Resedilla blickte ihm verblüfft nach; sie konnte sich diesen plötzlichen Wechsel in der Gesinnung nicht erklären. Sein Verhalten war fast lächerlich zu nennen, aber sie vermochte nicht darüber zu lachen. Es war ihr so ernst zumute, und wenn sie sich nach dem eigentlichen Grund gefragt hätte, so wäre sie sich die Antwort sicher schuldig geblieben.
Sie trag eine große Liebe im Herzen, aber dieser Liebe gegenüber stand ein böses, schlimmes Wort, das ihr immer in den Ohren klang, das Wort Garotteur.

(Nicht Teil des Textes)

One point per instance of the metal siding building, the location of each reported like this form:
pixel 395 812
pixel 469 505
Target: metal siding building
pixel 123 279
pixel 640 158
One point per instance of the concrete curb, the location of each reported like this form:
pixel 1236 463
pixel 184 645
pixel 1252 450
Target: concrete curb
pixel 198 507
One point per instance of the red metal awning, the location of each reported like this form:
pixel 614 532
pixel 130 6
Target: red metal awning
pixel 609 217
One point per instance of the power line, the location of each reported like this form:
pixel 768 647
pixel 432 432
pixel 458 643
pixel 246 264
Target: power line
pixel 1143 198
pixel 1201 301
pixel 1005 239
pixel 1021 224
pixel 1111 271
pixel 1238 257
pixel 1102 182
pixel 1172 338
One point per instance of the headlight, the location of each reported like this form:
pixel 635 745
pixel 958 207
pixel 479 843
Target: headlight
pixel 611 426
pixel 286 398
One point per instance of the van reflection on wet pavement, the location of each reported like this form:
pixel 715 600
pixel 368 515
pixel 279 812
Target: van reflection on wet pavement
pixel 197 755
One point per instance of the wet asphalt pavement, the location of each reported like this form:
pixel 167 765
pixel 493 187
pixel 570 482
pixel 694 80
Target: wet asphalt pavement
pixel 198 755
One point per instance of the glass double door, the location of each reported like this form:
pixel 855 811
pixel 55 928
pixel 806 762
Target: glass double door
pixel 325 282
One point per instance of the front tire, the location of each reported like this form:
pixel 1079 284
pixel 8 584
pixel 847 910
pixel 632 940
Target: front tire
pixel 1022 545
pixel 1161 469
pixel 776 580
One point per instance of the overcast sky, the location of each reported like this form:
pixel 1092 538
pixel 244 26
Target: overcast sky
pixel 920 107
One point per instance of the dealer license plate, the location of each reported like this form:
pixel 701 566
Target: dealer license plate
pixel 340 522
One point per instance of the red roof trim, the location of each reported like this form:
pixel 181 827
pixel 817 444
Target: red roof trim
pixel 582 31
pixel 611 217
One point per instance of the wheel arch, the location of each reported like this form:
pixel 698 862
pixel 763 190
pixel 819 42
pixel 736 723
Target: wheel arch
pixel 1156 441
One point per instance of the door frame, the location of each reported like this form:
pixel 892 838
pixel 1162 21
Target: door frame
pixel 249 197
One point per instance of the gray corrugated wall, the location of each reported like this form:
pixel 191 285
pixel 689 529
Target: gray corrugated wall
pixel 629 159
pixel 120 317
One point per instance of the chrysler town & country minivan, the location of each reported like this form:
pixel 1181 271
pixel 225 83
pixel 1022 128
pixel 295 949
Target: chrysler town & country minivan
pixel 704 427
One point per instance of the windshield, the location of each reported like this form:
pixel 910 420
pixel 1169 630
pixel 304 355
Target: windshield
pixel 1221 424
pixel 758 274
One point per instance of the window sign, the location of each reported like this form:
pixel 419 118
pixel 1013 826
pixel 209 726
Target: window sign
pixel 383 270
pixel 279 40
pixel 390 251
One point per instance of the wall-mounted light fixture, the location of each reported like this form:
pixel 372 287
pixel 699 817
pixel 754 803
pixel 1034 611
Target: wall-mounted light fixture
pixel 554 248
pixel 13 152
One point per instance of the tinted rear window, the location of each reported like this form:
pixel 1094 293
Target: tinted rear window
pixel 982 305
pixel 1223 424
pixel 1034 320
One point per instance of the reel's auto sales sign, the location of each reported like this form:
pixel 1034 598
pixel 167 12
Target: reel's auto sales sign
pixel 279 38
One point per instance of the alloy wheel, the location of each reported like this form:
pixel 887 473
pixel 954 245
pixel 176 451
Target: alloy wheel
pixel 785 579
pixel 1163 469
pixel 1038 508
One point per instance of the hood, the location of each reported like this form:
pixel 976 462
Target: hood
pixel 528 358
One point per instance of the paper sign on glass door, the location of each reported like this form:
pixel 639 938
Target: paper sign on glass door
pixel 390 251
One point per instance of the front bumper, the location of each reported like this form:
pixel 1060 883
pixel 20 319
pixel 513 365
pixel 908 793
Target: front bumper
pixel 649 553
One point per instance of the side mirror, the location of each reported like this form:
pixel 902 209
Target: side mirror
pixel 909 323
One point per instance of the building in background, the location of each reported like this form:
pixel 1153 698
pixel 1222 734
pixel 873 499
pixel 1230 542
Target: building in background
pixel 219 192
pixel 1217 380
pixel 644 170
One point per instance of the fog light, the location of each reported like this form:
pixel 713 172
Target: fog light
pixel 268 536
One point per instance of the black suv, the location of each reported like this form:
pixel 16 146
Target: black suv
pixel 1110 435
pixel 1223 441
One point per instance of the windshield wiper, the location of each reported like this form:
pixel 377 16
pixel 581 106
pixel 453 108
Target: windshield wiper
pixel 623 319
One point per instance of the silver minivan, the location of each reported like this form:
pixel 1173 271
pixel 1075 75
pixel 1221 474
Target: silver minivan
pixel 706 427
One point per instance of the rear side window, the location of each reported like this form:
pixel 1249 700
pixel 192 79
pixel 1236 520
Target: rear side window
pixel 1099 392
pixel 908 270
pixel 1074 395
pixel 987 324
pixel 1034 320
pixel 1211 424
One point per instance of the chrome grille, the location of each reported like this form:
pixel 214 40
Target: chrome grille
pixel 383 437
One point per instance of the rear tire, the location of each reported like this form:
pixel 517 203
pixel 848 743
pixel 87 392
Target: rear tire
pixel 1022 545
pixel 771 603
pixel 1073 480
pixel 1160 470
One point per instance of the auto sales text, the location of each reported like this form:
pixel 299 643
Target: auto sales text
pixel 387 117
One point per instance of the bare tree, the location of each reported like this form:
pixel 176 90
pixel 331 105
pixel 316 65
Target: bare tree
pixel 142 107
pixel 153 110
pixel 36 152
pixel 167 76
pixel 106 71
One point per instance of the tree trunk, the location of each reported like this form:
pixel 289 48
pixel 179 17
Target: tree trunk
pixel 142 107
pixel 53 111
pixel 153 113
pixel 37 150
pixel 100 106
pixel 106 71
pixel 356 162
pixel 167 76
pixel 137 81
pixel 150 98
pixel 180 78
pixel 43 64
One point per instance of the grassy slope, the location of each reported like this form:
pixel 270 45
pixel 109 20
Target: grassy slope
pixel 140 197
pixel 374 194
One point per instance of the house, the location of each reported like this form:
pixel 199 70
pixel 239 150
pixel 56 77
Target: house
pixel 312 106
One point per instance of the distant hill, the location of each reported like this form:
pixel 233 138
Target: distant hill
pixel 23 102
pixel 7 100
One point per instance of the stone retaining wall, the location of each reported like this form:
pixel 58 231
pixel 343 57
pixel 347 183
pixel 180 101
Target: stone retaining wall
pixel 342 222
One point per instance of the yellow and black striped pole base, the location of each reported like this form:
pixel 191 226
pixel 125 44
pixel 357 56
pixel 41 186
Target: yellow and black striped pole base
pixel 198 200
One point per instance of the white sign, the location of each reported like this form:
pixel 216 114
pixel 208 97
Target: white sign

Auf ihrem Leben haftete kein Flecken, kein Makel; sie hatte sich den, der ihr Herz besitzen sollte, ebenso rein und vorwurfsfrei gedacht und nun lag es doch so ganz anders. Sie hatte dem Geliebten vergeben; sie wußte, daß er schwer gebüßt hatte, daß er nie imstande sein werde, sich je wieder eines Verbrechens schuldig zu machen, aber sie hatte doch über das Wort Garotteur noch nicht vollständig hinwegkommen können.
Heute nun hatte er ihr bewiesen, wie lieb er sie habe. Seine Liebe war so stark, so mächtig, daß sie das entschwindende Leben festgehalten und ihm Kraft gegeben hatte, sie aus den Händen ihrer Feinde zu retten. Nun lag er oben, zerschossen und zerstochen, kaum noch eine Spur des Lebens in sich tragend. Jetzt, jetzt endlich war der Klang des bösen Wortes in ihr verstummt, und sie fühlte, sie wußte, daß sie sein Eigen sein müsse, ohne Fragen, ohne Zagen, mit unerschütterlichem, felsenfestem Vertrauen.
Und doch war sie nicht zu ihm gegangen. Warum?
Die Seele des Weibes ist ein ewiges Rätsel, hier lag die Lösung desselben jedoch nicht im verborgenen. Resedilla fühlte diese Liebe über sich zusammenschlagen, wie eine unendliche, unwiderstehliche Flut Sie fühlte und glaubte, daß sie sich über den Geliebten werfen müsse, um mit lauten Klagetönen sein schwaches Leben festzuhalten, und gerade das konnte ihn, der vielleicht noch zu retten war, unwiderbringlich in den Tod treiben. Sie fürchtete die Macht ihrer Liebe, und darum lag er oben, als ob es kein Herz gäbe, das von einem einzigen großen Gebet um sein Leben erfüllt war.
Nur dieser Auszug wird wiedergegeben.